Text to speech with Amazon Polly

This is an opportunity to play around with an AI Voice Generator using Amazon Polly. The task is simple: Create a lambda function that reads a text and uses Amazon Polly to generate the audio mp3 file with a human-like speech, and send that file to an S3 bucket for storage to listen or download.

Tools required:

  • Amazon Account to enter to the AWS Management Console

  • Notions of Nodejs 18

Steps

  1. Go to AWS Management Console and search for Amazon Polly.

  2. You can choose according to your preferences, between the Engine (neural, long-form, standard), the language (event the accent), the voice, and of course a text to test it out.

  3. Go to AWS Management Console and search for IAM to create a role with policies to connect to Polly though Lambda.

  4. Go to Access Management → Roles → Create Role.

  5. Since we’ll be using Lambda to create the function, select as the following:

    1. Trusted entity type: AWS service

    2. Use case → Service or use case: Lambda

    3. Click on Next

  6. Search and select the following policies:

    1. AmazonPollyFullAccess

    2. AmazonS3FullAccess

    3. AWSLambdaBasicExecutionRole

  7. Click on Next, and provide a relevant name and description for the role.

  8. Click on Create role to confirm.

  9. Go to AWS Management Console and search for S3 → Create bucket.

  10. Provide a relevant name for the S3 bucket, and choose General purpose as bucket type.

  11. Go to AWS Management Console and search for Lambda.

  12. Click on Create Function.

  13. Select the following:

    1. Function name: Provide a relevant name for the function

    2. Runtime: Choose the latest stable version for Nodejs. At the time of this article, it’s Nodejs18.

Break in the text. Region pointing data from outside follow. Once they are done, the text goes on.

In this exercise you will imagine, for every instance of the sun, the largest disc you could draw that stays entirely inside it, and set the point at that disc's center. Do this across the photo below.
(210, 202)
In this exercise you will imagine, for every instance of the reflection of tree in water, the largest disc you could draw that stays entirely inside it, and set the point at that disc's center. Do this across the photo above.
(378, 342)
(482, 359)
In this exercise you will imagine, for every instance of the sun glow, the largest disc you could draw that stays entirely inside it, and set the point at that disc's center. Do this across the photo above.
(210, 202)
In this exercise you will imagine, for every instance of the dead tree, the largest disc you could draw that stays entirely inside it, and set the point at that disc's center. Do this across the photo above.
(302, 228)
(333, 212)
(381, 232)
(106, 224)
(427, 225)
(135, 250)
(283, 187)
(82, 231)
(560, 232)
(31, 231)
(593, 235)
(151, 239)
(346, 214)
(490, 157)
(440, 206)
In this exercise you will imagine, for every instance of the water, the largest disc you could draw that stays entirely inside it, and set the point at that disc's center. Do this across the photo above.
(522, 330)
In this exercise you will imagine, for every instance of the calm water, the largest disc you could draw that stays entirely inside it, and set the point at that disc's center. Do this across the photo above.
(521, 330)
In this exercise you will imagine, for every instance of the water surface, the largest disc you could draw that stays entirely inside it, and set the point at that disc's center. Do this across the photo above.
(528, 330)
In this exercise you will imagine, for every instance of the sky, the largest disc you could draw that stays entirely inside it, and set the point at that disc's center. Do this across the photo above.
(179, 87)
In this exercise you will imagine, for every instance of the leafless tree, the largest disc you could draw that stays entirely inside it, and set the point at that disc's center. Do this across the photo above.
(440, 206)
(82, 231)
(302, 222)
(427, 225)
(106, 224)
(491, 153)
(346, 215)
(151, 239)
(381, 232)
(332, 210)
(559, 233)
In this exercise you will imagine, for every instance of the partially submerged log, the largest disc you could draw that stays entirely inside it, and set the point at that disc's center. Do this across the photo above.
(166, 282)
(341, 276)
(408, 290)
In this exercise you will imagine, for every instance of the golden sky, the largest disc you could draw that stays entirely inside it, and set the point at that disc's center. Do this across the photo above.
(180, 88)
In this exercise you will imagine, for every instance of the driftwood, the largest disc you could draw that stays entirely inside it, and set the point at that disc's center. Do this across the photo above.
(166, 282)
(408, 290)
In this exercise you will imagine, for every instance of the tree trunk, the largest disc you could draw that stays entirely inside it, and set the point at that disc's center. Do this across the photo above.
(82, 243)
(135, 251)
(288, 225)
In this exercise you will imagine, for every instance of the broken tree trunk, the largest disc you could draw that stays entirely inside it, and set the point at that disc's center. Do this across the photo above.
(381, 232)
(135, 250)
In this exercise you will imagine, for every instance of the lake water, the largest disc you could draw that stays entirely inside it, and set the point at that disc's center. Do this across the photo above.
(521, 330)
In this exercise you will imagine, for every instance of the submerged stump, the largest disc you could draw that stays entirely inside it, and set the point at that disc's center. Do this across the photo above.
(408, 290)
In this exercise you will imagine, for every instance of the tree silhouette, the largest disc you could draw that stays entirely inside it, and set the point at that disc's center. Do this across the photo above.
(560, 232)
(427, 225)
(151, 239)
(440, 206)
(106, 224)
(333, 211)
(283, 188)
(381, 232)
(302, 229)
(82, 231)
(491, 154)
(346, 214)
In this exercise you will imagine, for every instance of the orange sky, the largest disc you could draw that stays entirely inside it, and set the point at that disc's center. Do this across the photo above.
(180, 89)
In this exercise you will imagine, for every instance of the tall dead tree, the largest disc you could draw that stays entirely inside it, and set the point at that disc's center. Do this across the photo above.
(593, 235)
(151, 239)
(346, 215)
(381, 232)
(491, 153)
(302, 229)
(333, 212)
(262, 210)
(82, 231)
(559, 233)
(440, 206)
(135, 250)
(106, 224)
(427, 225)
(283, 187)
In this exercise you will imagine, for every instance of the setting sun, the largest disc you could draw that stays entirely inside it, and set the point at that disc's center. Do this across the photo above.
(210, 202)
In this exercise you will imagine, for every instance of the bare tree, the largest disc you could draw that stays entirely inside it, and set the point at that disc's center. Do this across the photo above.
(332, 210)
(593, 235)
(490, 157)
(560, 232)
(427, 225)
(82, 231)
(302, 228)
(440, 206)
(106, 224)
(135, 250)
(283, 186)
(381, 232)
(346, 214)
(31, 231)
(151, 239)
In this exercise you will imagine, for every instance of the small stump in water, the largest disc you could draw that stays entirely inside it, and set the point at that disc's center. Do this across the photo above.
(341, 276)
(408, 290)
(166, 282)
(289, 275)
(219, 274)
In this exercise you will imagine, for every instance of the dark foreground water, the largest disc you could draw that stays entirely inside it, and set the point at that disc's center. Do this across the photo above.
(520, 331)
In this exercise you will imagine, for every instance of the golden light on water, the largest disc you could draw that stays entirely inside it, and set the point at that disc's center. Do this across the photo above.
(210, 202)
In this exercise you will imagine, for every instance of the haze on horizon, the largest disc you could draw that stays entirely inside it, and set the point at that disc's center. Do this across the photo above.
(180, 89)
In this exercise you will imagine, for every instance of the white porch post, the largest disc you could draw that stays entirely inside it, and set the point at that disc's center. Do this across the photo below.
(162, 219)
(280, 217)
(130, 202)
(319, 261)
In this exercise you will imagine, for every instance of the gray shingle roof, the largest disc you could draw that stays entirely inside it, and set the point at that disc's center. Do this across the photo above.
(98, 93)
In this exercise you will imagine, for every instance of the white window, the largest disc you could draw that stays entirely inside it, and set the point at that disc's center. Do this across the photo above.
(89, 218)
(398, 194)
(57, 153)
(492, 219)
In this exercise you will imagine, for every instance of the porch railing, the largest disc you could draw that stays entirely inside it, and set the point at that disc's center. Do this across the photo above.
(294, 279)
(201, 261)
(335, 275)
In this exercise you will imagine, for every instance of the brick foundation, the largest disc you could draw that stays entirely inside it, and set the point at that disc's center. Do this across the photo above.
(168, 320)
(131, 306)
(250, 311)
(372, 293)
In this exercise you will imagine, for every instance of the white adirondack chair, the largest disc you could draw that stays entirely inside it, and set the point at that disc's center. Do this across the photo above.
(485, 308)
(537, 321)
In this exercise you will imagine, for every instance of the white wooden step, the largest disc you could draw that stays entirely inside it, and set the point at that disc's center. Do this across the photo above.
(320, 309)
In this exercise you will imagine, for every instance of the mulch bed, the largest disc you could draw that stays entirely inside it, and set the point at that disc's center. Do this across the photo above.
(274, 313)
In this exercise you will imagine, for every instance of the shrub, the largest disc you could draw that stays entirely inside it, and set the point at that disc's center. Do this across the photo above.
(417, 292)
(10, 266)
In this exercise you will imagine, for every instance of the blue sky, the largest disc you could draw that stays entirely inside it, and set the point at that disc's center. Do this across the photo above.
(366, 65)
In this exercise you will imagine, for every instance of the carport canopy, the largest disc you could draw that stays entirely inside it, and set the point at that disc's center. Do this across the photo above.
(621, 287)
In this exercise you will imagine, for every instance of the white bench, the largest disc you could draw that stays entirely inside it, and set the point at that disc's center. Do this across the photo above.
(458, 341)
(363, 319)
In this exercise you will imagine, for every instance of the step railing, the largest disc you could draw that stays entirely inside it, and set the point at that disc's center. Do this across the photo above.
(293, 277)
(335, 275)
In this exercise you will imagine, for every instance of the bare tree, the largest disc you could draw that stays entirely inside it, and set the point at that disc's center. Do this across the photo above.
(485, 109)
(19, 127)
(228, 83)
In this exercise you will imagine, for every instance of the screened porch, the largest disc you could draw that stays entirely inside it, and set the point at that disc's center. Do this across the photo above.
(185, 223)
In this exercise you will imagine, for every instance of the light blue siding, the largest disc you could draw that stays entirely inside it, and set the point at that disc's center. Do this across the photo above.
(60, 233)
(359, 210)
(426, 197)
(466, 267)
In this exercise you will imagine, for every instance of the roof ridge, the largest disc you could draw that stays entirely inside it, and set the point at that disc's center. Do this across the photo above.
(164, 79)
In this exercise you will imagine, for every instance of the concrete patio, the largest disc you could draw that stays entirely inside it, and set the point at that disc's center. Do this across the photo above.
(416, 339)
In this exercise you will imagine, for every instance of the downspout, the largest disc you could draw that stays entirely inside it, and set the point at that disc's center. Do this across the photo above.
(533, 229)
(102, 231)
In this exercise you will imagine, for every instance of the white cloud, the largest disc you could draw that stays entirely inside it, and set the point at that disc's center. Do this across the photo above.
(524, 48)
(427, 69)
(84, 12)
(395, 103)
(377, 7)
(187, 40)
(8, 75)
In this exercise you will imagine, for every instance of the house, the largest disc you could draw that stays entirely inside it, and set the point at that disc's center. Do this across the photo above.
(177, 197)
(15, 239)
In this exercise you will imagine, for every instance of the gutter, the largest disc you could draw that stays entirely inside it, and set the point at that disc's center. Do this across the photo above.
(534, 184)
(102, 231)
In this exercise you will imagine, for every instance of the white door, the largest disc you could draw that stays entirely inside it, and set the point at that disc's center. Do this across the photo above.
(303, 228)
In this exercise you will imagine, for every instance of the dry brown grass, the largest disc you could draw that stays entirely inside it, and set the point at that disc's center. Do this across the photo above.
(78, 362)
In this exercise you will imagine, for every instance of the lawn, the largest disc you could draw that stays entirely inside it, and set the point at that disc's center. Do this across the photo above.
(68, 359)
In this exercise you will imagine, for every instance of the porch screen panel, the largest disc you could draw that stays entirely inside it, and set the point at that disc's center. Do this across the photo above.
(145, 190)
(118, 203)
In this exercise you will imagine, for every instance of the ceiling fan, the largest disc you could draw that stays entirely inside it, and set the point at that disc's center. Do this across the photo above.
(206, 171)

    3. Architecture: x86_64

    4. Execution role: Use an existing role (Choose the role you just created in step 8).

    5. Click on Next.

  14. Rename the file from index.mjs to index.js

const { PollyClient, SynthesizeSpeechCommand } = require("@aws-sdk/client-polly");
const { S3Client } = require("@aws-sdk/client-s3");
const { Upload } = require("@aws-sdk/lib-storage");

const polly = new PollyClient({region: "us-east-2"});
const s3 = new S3Client({region: "us-east-2"});

exports.handler = async (event) => {
    try {
        // Extract text input from the event
        const text = event.text;

        if (!text || text.length > 3000) {
          throw new Error("Invalid text input. Ensure the text is non-empty and under 3,000 characters.");
        }

        // Specify parameters for Polly
        const params = {
            Text: text,
            OutputFormat: 'mp3',
            VoiceId: 'Emma' // You can change this to the desired voice
        };

        // Synthesize speech using Polly
        const synthesizeCommand = new SynthesizeSpeechCommand(params);
        const data = await polly.send(synthesizeCommand);

        // Ensure AudioStream is valid
        if (!data.AudioStream || typeof data.AudioStream !== "object") {
          throw new Error("AudioStream is missing in Polly response");
        }

        // Generate a unique key for the audio file
        const key = `audio-${Date.now()}.mp3`;

        const upload = new Upload({
            client: s3,
            params: {
                Bucket: "pollys3-storage", // Replace with your bucket name
                Key: key,
                Body: data.AudioStream,
                ContentType: "audio/mpeg",
            },
        });

        await upload.done();

        const outputMessage = `The audio file has been successfully stored in the S3 bucket by the name ${key}`;

        return {
            statusCode: 200,
            body: JSON.stringify({ message: outputMessage })
        };
    } catch (error) {
        console.error('Error:', error);
        return {
            statusCode: 500,
            body: JSON.stringify({ message: 'Internal server error' })
        };
    }
};
  1. Click on Test to configure a test event for index.js

  2. Provide the text you desire. You should have a successful response (Status code 200).

  3. Verify the mp3 file corresponding to the text in your S3 bucket created.